He spoke as Prime Minister Binyamin Netanyahu was in Washington seeking a way to break the impasse in the talks, and as the Palestinians have threatened that they will seek recognition of statehood from the UN member states should negotiations fail.
Before arriving in Israel on Sunday, Martonyi visited Jordan, where he met with King Abdullah, who he said was still hopeful that the peace process could be relaunched.
“He [Abdullah] underlined Jordan’s fundamental interest that the window of opportunity [for peace] will not be closed and that with goodwill on both sides, success will be achieved,” Martonyi said.
Hungary’s position on the peace process mirrored that of the European Union, he said.
“We are all bringing the same message. The European Union has a fundamental interest that the present peace process and the direct talks should be saved,” said Martonyi, who added that there was still a chance that direct talks would be held.
At the end of the day, a negotiated two-state solution was the best way to provide security for the region and the State of Israel, he said.
Turning to Iran, Martonyi said he disagreed with Netanyahu’s assertion that a credible military threat was needed to deter the Islamic Republic.

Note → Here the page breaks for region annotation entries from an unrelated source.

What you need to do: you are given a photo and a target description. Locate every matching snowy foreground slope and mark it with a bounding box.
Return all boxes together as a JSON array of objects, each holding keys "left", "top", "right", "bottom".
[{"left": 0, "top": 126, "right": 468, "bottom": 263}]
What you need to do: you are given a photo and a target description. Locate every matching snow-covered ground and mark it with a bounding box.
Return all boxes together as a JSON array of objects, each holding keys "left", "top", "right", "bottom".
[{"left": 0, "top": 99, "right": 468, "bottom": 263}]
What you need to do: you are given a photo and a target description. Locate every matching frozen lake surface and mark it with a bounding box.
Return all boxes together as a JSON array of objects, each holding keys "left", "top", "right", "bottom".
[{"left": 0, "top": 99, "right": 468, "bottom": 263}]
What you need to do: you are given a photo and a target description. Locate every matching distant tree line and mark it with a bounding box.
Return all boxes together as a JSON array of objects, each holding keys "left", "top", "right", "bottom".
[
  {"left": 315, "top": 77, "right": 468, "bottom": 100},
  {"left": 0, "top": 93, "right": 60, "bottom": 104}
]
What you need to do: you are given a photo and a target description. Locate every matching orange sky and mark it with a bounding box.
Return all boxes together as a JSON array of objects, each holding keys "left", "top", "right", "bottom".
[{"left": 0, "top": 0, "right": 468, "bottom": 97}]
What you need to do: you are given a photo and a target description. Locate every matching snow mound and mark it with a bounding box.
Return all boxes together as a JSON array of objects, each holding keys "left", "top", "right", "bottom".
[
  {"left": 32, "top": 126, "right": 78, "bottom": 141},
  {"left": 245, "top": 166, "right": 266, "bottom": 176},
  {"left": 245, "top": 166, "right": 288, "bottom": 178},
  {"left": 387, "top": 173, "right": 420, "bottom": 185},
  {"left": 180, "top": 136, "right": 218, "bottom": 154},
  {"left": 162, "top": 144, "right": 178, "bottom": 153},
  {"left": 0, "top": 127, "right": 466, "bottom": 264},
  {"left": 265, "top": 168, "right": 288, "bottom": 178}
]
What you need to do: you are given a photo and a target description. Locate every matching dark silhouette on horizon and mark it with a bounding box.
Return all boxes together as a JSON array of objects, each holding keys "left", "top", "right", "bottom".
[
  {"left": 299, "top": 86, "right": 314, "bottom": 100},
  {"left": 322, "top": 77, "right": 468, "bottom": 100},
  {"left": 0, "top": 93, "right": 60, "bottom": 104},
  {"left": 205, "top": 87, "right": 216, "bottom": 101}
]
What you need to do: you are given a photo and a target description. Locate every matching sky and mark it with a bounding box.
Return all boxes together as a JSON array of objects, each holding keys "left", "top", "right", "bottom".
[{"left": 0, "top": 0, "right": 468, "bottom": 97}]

Martonyi, whose country will take over the rotating presidency of the European Union in January, said he agreed with Israel’s assessment that Iran was a major threat. It’s a danger to the region, to Israel and to moderate Arab nations, he said.
Still, he said, “We think that we have to go on with the policy of sanctions.”

The EU and the United States have adopted economic sanctions against Iran that are more severe than those of the UN Security Council, he said. “Let us see how they work. We still believe that this is the only viable option.”
During his visit here, Martonyi met with Foreign Minister Avigdor Lieberman, as well as members of the Hungarian Jewish community.
He is scheduled to meet with the Palestinian Authority’s Prime Minister Salam Fayyad and Foreign Minister Riyad al-Malki before he leaves on Tuesday.